Recently, I was asked a very thought-provoking question by the director of HRD for a large organization. I was explaining the “5As Framework” to her and she asked, “What are the implications for what we do here?” I immediately launched into my usual speech about getting managers of learners
involved in actively supporting the learning process. This led to a discussion of all the excuses she hears from managers to explain their lack of involvement in employee learning. It wasn’t until later, after further rumination, that I realized the better answer to the director’s question is, “Throw out the course catalog!”
Like HRD departments in many large organizations, each year they offer a long list of courses and programs that have all of the current buzz words in their titles. I have no doubt that her department delivers excellent, world-class courses and programs. And I’m sure employees enjoy the courses and even say that the knowledge and skills will be very useful to them in their work. However, I’m also quite sure that very little has changed in the wider organization as a result of the many outstanding events put on by this unit. The problem is the lack of alignment between event-based instruction and important business results.
The competency model, which provides the underlying theory of event-based training, is doing a disservice to the current needs of organizations. Training and development professionals seem to believe that if they can identify the competencies that people need in order to do their jobs and then offer courses to teach those competencies, employees will be more productive and successful. The problem with this way of thinking is that performance has as much (if not more) to do with work culture as it does with job competencies. To be successful, employees need supervisors and co-workers who are supportive of learning and performance improvement, they need a supervisor/boss/mentor who talks to them regularly about learning and results, they need the opportunity to apply new learning and to receive feedback, and they and the organization need to be held accountable for learning and results. If there is this culture of learning, employees will continually improve performance.
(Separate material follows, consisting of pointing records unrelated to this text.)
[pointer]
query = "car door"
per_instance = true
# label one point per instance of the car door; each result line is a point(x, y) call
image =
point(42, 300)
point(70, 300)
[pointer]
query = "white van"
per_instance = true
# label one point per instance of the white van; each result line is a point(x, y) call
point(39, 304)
According to my colleague, Ralph Jacobson, we have to change the local environment so that people actually “work differently”, not just learn how to work differently. All the courses in the world will not change behavior and improve results unless the local culture supports change. At one time, when jobs were static and organizational change came slowly, a menu of well-designed courses was sufficient. Now, when change has to happen rapidly, when we have to find ways to lower the cost of learning, and when we have better and better online, just-in-time, mobile learning resources, event-based learning is no longer the best answer.
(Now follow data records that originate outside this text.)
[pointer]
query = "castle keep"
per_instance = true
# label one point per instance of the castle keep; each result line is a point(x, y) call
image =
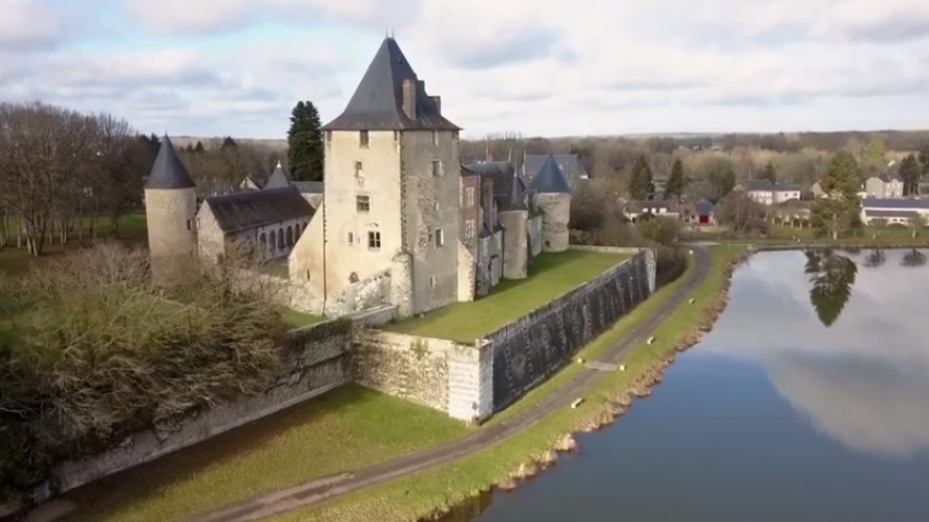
point(399, 223)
We must provide learning experiences to people when and where they need it and in ways that optimizes application to achieving important business results. We need training and development that is timely, short duration, and project-focused. We need frequent on-the-job feedback from supervisor/boss/mentor to employee. For example, leadership skills are best taught during a challenging, team project while the leader is trying out new behaviors and receiving ongoing feedback from a coach. This way of learning will have much more impact on performance than a course or conference on leadership.
What do you think? Can we throw out the course catalog?